121. Death: The Time of Your Life
I'm a huge fan of the Sandman series, and have been intrigued by the sibling spin offs for a while, so thought I'd try this one. If I had to pick my favorite Endless sibling, after Dream, of course, it would be Death.
This graphic novel tells a story I did not expect. It is a coming out story, and while it was interesting, Death herself only makes a cameo appearance. While, we would wish that she visits us that infrequently in real life, I wanted more of her, and less of the melodrama of the coming out story. That being said, if you are in the closet and have coming out drama, or if you want to revisit those angsty days, you might like this one very much.
I, however, did not have the time of my life while reading this one. Rating: 2 stars.
122. The Golem and the Jinni
I listened to the audiobook, which is superbly narrated by George Guidall.
A golem and a jinni walk into a bar. Well, not a bar exactly, but New York city circa early 1900s.
I've been saving this book for just the right moment, after all, it is not everyday that I am in the mood for magical realism. I was pleasantly surprised that this one is more historical fiction than magical realism. There is the golem and the jinni and other magical stuff to be sure, but their story plays out against the backdrop of 1901 New York city.

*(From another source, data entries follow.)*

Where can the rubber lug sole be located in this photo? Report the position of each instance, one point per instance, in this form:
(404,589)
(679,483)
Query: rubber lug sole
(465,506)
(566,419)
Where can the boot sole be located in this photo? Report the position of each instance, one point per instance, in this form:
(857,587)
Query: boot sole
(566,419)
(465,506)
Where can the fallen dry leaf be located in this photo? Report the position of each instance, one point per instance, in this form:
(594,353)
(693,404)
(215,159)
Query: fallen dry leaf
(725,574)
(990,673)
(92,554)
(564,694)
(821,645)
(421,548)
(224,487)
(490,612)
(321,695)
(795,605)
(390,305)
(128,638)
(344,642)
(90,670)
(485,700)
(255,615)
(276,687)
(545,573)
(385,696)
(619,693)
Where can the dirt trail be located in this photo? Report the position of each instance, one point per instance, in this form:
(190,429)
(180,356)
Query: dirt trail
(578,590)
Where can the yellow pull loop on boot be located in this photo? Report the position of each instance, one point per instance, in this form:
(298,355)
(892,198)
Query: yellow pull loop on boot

The scope of this novel is wonderful. It is an immigrant story, a coming of age one, an exploration of various cultures and the clash of said cultures. History and mythology all swirl around seamlessly in this lovely tale. The author wonderfully juxtaposes the innate characteristics of a golem and a jinni against each other, and one cannot help but see all of humanity in this exploration. I was expecting the magical realism, but the philosophical musings were an unexpected delight. This is a fun and fantastical tale that really asks what it is to be human.
The only reason I docked a star is there is some repetitive stuff that could have been edited out to make this a tighter story. After finishing this I see that there will be a sequel, and I look forward to spending more time with Chava (the golem) and Ahmad (the jinni) during the Great War. Rating: 4 stars.
123. Cowboys and East Indians
"We were the wrong kind of Indians living in Wyoming."
While in college I worked in an after school program, and a five year old girl asked me if I was Spanish. When I said I was Indian, she paused, squinted her eyes, and then calmly said, " I thought all the Indians were dead."
Another flashback. When we were kids playing Cowboys and Indians in Kenya, all of us wanted to be Cowboys, because they were the good guys, besides the Indians all got killed. Sigh.
The immigrant experience tends to be unique to each immigrant, but so is the American experience. It is too easy to cast all Americans into one bucket and call it done, but the author quickly dissuades you of that notion. These stories all have an Indian at their center, the dot not feather kind, which is also the category I fall into.
I'm not a fan of the short story format, but I really liked the voice and glimpses of the American experience captured in this one. As with any collection, there are stories I loved, and others I did not, and the ones I loved have stayed me. Rating: 4 stars.
124. The Fireman
I was in the mood for a thrillery summer read, but do expect that a few brain cells will be engaged while I read said thriller. That is not the case with this one.
This post apocalyptic story has all the summer buzz this year, and it has two things going for it in my opinion: spontaneous human combustion and about 800 pages to wallow about in for a good while. You've probably heard of the premise by now, but in case you missed it, the world has gone to hell in a hand basket, and people are a flame, literally. You know you're infected when cool markings that look that tattoos start to appear on your body. Death by spontaneous combustion is right around the corner, so how is it that there is this guy who's infected but not burning to death?
On the plus side, I really liked the premise of the story, and some of the interesting plot points. The negatives however tip the scale. The characters are not fleshed out and do not develop at all over the course of the story. Given the ecological adage of move, adapt, or go extinct, the main characters should have gone extinct. After the initial setup and world building, the plot is rather ridiculous, and predictable. I'm no rocket scientist, but I knew where this was heading the entire time. I was annoyed by the magical realism touches as they were not developed enough to really belong to this genre story. The writing is rather pedestrian and simple and might have worked better if targeted at a young adult reader. I could go on and on, by why bother? The only reason this does not get a 1 star is that I actually finished it, and that is mainly because it was a really fast read despite its size.
This is the first novel I've read by the author, though I'm a fan of his graphic novel series, Locke and Key, and if you have not read it, I would highly recommend the series. He brings some of that talent to this book; so much of the dialog felt like it was a speech bubble. Ah well, I cannot love them all I suppose. Rating: 2 stars.
125. Finding Wild
The art in this children's picture book is gorgeous, and I really like the message of getting out and exploring the natural world to "find wild", however as an adult reader the text is rather underwhelming. This one is geared for the very young, and maybe it's just right for that audience, so if you've got littles in your home this one might be worth checking out. Rating: 2 stars.